How to remove all instances of a character from a file in C#?


I am processing XML files from a third party. These files occasionally have invalid characters in them which causes XMLTextReader.Read() to throw an exception.

I am currently handling this with the following function:

XmlTextReader GetCharSafeXMLTextReader(string fileName)
{
    try
    {
        MemoryStream ms = new MemoryStream();
        StreamReader sr = new StreamReader(fileName);
        StreamWriter sw = new StreamWriter(ms);
        string temp;
        while ((temp = sr.ReadLine()) != null)
            sw.WriteLine(temp.Replace(((char)4).ToString(), "").Replace(((char)0x14).ToString(), ""));

        sw.Flush();
        sr.Close();
        ms.Seek(0, SeekOrigin.Begin);
        return new XmlTextReader(ms);
    }
    catch (Exception exp)
    {
        throw new Exception("Error parsing file: " + fileName + " " + exp.Message, exp.InnerException);
    }
}

My gut is saying there should be a better/faster way to do this. (And yes, getting the third party to fix their XMLs would be great, but it's not happening at this point.)

EDIT: Here is the final solution, based on cfeduke's answer:


    public class SanitizedStreamReader : StreamReader
    {
        public SanitizedStreamReader(string filename) : base(filename) { }
        /* other ctors as needed */
        // this is the only one that XmlTextReader appears to use but
        // it is unclear from the documentation which methods call each other
        // so best bet is to override all of the Read* methods and Peek
        public override string ReadLine()
        {
            return Sanitize(base.ReadLine());
        }

        public override int Read()
        {
            int temp = base.Read();
            while (temp == 0x4 || temp == 0x14)
                temp = base.Read();
            return temp;
        }

        public override int Peek()
        {
            int temp = base.Peek();
            while (temp == 0x4 || temp == 0x14)
            {
                temp = base.Read();
                temp = base.Peek();
            }
            return temp;
        }

        public override int Read(char[] buffer, int index, int count)
        {
            int temp = base.Read(buffer, index, count);
            for (int x = index; x < buffer.Length; x++)
            {
                if (buffer[x] == 0x4 || buffer[x] == 0x14)
                {
                    for (int a = x; a < buffer.Length - 1; a++)
                        buffer[a] = buffer[a + 1];
                    temp--; //decrement the number of characters read
                }  
            }
            return temp;
        }

        private static string Sanitize(string unclean)
        {
            if (unclean == null)
                return null;
            if (String.IsNullOrEmpty(unclean))
                return "";
            return unclean.Replace(((char)4).ToString(), "").Replace(((char)0x14).ToString(), "");
        }
    }

Solution

  • Sanitizing data is important.
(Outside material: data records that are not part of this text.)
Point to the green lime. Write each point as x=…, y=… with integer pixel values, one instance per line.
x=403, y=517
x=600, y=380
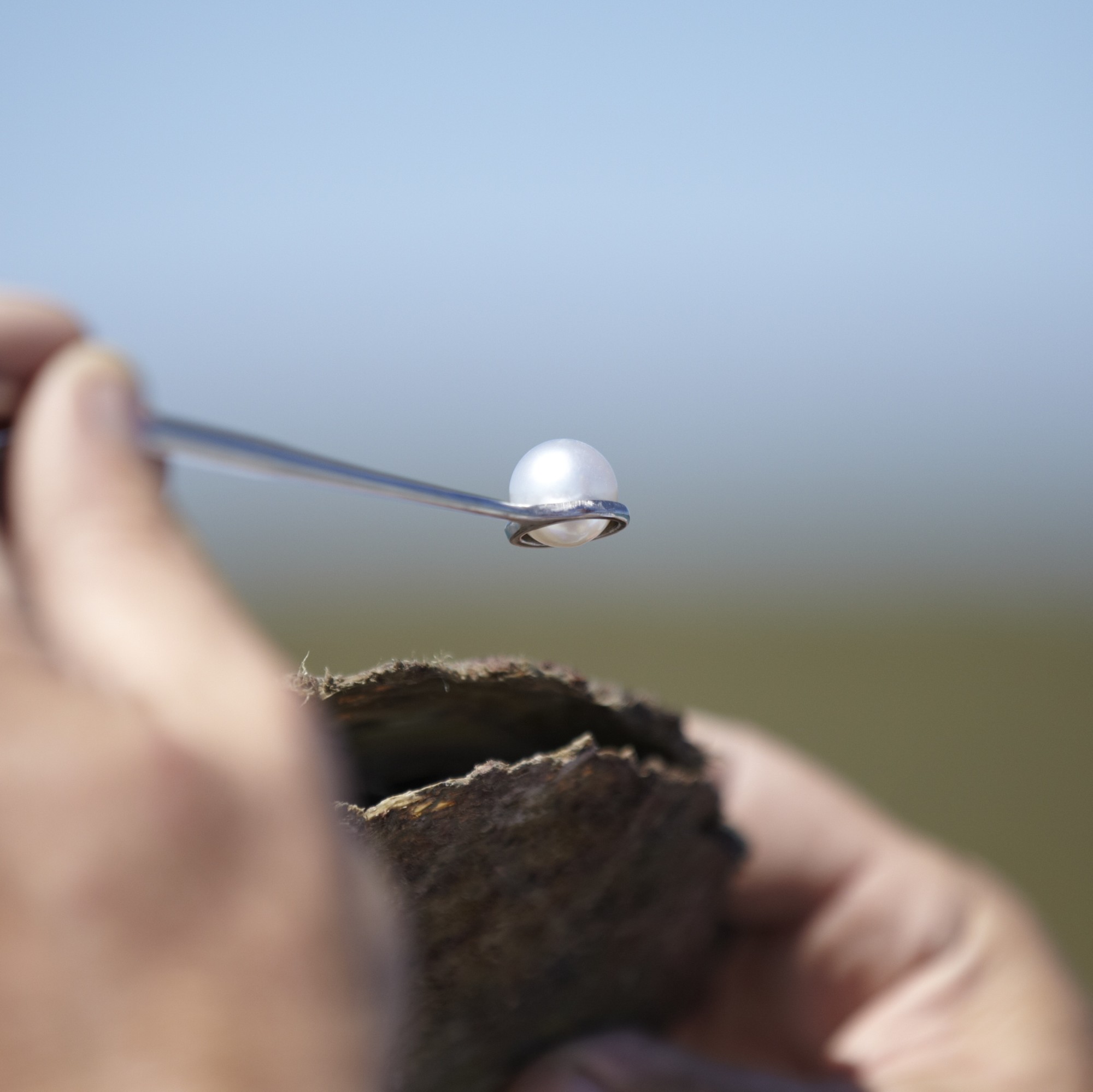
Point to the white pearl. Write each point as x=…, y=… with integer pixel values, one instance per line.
x=562, y=471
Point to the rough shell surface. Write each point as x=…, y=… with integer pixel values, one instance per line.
x=550, y=896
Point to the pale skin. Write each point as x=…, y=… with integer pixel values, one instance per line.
x=179, y=911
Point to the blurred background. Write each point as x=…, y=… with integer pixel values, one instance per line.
x=816, y=278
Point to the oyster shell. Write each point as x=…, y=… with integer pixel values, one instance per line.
x=561, y=858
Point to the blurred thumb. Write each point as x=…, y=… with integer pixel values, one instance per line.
x=627, y=1062
x=114, y=589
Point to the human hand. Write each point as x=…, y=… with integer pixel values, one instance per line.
x=178, y=908
x=865, y=958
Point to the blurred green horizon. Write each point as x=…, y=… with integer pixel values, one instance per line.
x=971, y=721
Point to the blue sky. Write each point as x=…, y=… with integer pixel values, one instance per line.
x=816, y=278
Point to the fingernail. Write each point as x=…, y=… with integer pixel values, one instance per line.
x=111, y=403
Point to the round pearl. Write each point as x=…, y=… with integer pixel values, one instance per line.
x=562, y=471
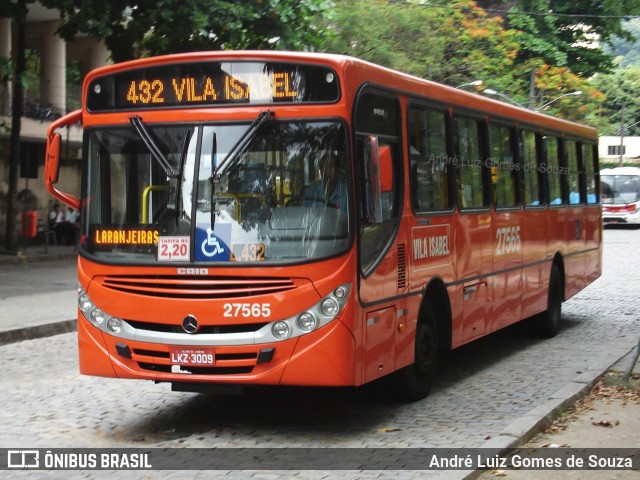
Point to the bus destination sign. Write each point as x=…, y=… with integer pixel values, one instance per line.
x=212, y=83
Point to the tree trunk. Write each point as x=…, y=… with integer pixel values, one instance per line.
x=11, y=239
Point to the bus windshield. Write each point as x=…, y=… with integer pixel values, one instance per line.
x=620, y=189
x=156, y=193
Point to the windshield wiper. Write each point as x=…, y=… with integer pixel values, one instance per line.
x=183, y=158
x=156, y=153
x=213, y=179
x=242, y=142
x=232, y=156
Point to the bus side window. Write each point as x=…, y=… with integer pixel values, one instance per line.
x=377, y=114
x=573, y=173
x=429, y=161
x=590, y=174
x=552, y=170
x=504, y=170
x=532, y=191
x=469, y=162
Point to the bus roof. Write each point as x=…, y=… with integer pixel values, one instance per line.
x=361, y=71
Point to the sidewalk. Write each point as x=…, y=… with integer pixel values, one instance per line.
x=37, y=315
x=607, y=416
x=37, y=253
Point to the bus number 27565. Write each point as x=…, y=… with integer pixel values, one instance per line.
x=247, y=310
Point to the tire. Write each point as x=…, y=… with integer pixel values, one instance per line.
x=549, y=322
x=414, y=381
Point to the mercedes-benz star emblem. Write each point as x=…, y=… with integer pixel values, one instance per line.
x=190, y=324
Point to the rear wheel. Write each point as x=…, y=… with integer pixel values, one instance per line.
x=414, y=381
x=549, y=322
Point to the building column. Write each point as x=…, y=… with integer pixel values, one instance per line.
x=5, y=51
x=99, y=55
x=53, y=63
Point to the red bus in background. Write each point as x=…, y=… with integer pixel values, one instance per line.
x=307, y=219
x=621, y=195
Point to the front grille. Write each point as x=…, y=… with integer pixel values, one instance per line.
x=215, y=329
x=197, y=370
x=229, y=363
x=196, y=286
x=220, y=357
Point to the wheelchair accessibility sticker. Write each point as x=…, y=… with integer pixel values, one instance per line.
x=213, y=246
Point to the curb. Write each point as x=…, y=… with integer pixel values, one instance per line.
x=38, y=331
x=22, y=257
x=536, y=420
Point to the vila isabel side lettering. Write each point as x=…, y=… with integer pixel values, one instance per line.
x=430, y=247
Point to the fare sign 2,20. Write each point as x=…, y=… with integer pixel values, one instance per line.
x=173, y=249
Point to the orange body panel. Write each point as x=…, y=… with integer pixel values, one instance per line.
x=494, y=265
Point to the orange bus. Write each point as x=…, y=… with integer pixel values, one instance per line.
x=289, y=218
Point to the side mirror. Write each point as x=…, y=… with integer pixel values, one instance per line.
x=52, y=159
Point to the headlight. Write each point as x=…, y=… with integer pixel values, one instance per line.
x=114, y=325
x=307, y=321
x=84, y=302
x=317, y=316
x=96, y=316
x=329, y=307
x=281, y=330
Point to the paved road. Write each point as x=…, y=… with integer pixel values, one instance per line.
x=482, y=390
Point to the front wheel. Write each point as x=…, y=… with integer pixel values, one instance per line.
x=414, y=381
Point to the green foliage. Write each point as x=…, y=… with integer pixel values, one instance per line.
x=452, y=45
x=621, y=88
x=154, y=27
x=627, y=52
x=566, y=32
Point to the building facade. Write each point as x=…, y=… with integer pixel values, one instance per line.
x=56, y=70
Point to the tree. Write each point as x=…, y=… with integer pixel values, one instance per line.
x=18, y=12
x=566, y=33
x=452, y=45
x=152, y=27
x=620, y=89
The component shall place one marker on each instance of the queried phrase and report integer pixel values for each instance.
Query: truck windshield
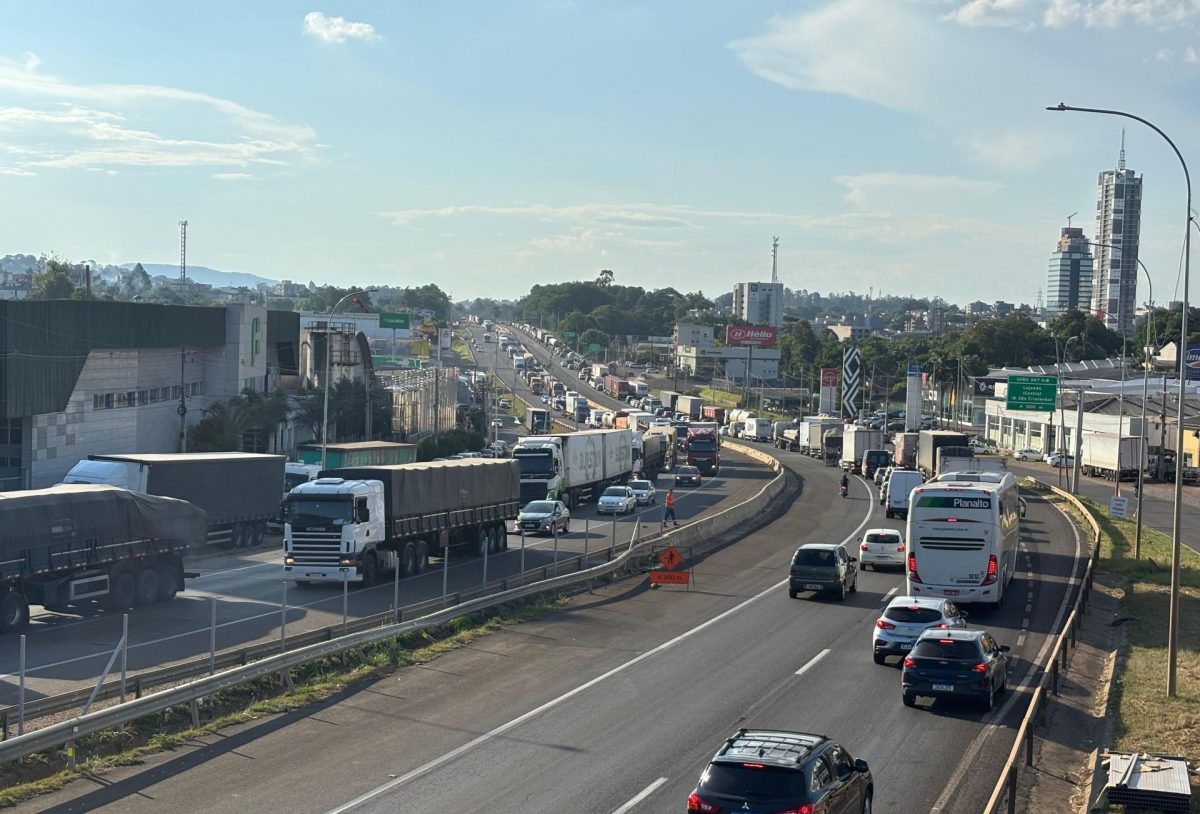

Sometimes edge cases - invalid characters in "XML" - do occur. Your solution is correct. If you want a solution that fits into the .NET framework in regards to streaming restructure your code to fit into its own Stream:

    public class SanitizedStreamReader : StreamReader {
      public SanitizedStreamReader(string filename) : base(filename) { }
      /* other ctors as needed */
    
      // it is unclear from the documentation which methods call each other
      // so best bet is to override all of the Read* methods and Peak
      public override string ReadLine() {
        return Sanitize(base.ReadLine());
      }
    
      // TODO override Read*, Peak with a similar logic as this.ReadLine()
      // remember Read(Char[], Int32, Int32) to modify the return value by
      // the number of removed characters
    
      private static string Sanitize(string unclean) {
        if (String.IsNullOrEmpty(unclean)
          return "";
        return unclean.Replace(((char)4).ToString(), "").Replace(((char)0x14);
      }
    }
    

    With this new SanitizedStreamReader you'll be able to chain it into processing streams as necessary, rather than relying on a magic method to clean things and present you with an XmlTextReader:

    return new XmlTextReader(new SanitizedStreamReader("filename.xml"));
    

    Admittedly this may be more work than necessary but you will gain flexibility from this approach.